GOING BIG ON THE STAGE
Once Franco’s demo mockups, typically a mixture of MIDI programming and her own live audio recordings, were approved by directors Bush and Howard, she worked with a team of orchestrators and music preparation musicians led by Disney’s Booker White and supervising orchestrators David Giuli and John Ashton Thomas.
Franco produced all of the orchestral sessions for both the score and the songs, written by Lin-Manuel Miranda. Greg Hayes recorded the orchestra for the scoring sessions at the Newman Scoring Stage at Fox Studios in Los Angeles, and the choir session at The Eastwood Scoring Stage on the Warner Bros. lot in Burbank.
Franco performs on all of her scores. She briefly left her producing post on Encanto to join a group of L.A.’s finest session musicians in the live room to play snare drum and marimba de chonta for cues like “El Camino de Mirabel,” “Antonio’s Room” and “La Cumbia De Mirabel.”
“I wound up jumping in there with the session players because Jared [Bush] made a bet with me that I would have to play on the score if he attended some of the sessions in person,” she says with a small laugh. “I was the lead snare drummer in my high school marching band, so it was fun to go back and play the snare on the score.”
Because Encanto’s score was recorded during the pandemic, the music team had to deal with Covid safety restrictions, like limiting the number of players in each session, planning out properly spaced seating arrangements for players, and separating unmasked players from masked players. The latter was a challenge for the strings and woodwinds in particular.
“The woodwinds and strings are tuning to each other so there can be tuning issues if they’re not together in the same room,” Franco explains. “Players want to sit next to each other, to play off of each other and create the collective sound of the orchestra.
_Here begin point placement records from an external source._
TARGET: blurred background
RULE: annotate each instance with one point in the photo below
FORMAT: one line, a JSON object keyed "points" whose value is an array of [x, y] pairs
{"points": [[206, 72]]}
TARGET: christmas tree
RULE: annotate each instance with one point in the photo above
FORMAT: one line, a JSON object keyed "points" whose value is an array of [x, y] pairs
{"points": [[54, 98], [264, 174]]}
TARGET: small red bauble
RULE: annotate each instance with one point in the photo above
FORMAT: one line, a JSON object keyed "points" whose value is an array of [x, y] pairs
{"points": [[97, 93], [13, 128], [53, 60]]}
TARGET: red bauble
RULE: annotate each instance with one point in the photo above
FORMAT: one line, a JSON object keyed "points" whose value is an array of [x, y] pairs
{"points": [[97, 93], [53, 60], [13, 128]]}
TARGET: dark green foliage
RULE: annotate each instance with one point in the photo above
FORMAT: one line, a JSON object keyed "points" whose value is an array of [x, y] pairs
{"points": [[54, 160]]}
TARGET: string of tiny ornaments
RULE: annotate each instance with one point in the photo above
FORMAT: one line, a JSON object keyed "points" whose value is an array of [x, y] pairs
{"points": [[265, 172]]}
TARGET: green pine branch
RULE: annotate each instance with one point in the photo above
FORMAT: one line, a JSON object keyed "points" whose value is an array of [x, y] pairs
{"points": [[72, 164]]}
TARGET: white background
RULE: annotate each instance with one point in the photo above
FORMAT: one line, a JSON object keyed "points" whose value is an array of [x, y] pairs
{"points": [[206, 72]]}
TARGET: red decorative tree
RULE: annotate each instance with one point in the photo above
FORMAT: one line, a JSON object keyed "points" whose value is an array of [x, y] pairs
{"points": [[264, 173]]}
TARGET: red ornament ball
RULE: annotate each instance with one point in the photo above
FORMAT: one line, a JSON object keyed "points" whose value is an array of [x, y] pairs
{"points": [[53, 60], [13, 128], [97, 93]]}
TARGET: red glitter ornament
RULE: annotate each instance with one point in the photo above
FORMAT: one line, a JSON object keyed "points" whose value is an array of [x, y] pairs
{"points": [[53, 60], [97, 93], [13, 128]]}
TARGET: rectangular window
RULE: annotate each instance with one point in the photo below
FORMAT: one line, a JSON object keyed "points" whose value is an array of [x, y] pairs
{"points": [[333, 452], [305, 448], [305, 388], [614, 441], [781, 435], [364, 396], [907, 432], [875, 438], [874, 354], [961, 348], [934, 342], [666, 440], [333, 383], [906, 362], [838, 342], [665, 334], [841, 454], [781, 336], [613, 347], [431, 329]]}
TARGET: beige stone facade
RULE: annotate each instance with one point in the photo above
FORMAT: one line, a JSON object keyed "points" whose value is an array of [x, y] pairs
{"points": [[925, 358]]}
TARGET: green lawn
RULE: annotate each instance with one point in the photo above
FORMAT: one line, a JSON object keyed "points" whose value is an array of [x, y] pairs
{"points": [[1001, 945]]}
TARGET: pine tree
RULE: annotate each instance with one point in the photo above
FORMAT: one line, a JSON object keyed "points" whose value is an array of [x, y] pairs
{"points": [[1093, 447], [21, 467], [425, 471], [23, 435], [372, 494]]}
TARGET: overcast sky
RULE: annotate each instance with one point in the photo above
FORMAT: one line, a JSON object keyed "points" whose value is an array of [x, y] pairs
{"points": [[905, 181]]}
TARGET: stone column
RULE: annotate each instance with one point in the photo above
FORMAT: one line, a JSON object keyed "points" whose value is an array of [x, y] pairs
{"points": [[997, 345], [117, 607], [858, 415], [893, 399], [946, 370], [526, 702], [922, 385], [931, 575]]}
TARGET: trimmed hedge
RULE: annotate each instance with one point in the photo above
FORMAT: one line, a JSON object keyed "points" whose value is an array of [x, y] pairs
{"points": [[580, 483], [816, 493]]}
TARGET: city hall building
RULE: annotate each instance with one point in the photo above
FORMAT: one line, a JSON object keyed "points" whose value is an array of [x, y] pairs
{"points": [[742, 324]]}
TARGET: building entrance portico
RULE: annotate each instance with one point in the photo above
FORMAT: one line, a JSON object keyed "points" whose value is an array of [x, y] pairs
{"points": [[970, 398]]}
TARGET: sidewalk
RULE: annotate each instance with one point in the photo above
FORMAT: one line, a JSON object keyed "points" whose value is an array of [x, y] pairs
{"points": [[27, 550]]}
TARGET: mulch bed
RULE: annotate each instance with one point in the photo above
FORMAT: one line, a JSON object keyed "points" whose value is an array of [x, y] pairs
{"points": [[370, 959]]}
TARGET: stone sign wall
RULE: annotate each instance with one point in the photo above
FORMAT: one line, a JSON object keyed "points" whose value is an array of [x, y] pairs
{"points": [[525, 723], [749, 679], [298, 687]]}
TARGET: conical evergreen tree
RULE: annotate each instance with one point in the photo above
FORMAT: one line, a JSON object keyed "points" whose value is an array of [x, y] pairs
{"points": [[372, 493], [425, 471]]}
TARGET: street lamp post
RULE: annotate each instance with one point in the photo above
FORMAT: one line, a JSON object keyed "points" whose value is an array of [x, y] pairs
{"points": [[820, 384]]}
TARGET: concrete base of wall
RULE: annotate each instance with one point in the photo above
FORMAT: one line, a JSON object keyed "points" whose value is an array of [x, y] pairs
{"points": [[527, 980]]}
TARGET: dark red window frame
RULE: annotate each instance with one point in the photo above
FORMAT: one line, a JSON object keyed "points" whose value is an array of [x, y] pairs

Instead, they were spaced further apart, so the players had to adapt to the new recording process as an ensemble by listening through their headphones.”
In terms of the choir, Franco says, “We were going to go for 30 singers, but everyone had to be kept six feet apart, so that limited the number to 22. The stage recording crew was thorough. They made dividers out of shower curtains and gobos to keep everyone separated and safe.”
Harpist Katie Kirkpatrick performed all the harp parts that Franco wrote using the arpa llanera samples in her MIDI score demos. An ensemble of seven Latin percussionists, as well as an entire orchestral percussion section, performed on the score. Franco also invited several Colombia-born session musicians, including percussionists J.D. Perez and saxophonist/clarinetist Justo Almario.
“Alvin Wee provided additional recording for the soloist sessions at The Village Studios, and then mixed the score. Greg [Hayes] then created the 5.1 stems that were sent to the re-recording mixers on the dub stage,” says Franco. David E. Fluhr, CAS (dialog/music re-recording mixer) used those stems to craft Encanto’s Dolby Atmos film mix, alongside effects re-recording mixer Gabriel Guy.